Joseph Cox published a book in 1804 which described his experiences in treating mental patients as both a madhouse keeper and a psychiatric consultant. The title page of the book reads Practical Observations on Insanity in which some suggestions are offered towards an Improved Mode of Treating Diseases of the Mind, and Some Rules Proposed which it is hoped may lead to a more Humane and successful Method of Cure. To which are subjoined, Remarks on Medical Jurisprudence as connected with Disease Intellect. The book had subsequent editions in 1806, 1811 and 1813, and was published in France, Germany and the United States.

The book begins with a description of a maniacal attack, which set forth Cox’s ideas as to the possible causes of insanity. Cox believed that kind and gentle management of lunatics was important but he did not eschew coercive measures such as using the straitjacket when necessary. He concluded that patient history taking and patient treatment should be individualized. He described the uses of hydrotherapy in both mania and melancholia, which he believed to be manifestations of the same illness. He warned of the dangers of patients harming themselves. He provided detailed descriptions of the various medications used, especially digitalis as an anti-maniacal remedy. Cox conveyed his ideas about protecting people from coercion into asylums and described how a physician must examine an individual before issuing a certificate of lunacy. His ideas on patients’ treatment were in keeping with other physicians at the time.

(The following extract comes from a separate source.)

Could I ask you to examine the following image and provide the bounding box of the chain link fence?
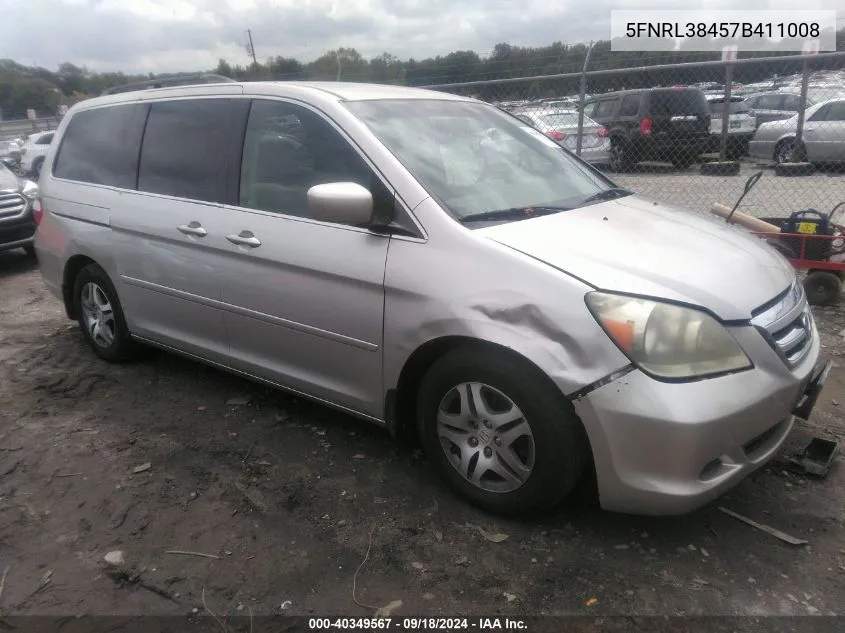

Cox introduced a new treatment called swinging to effect change in blood flow in the head and body, a practice that had been advocated by Erasmus Darwin (1731-1802), a physician and naturalist. The patient was suspended in a chair or bed and swung in an oscillatory or circular manner at varying tempos. Nausea, vomiting, and convulsions were produced but often refreshing sleep followed.

==Works==
- Cox, Joseph Mason. Dissertatio medica inauguralis quaedam de mania complectens ... Leyden, 1787.
- Cox, Joseph Mason. Practical observations on insanity: in which some suggestions are offered towards an improved mode of treating diseases of the mind, and some rules proposed which it is hoped may lead to a more humane and successful method of cure; to which are subjoined remarks on medical jurisprudence as connected with diseased intellect. London, Baldwin, 1804.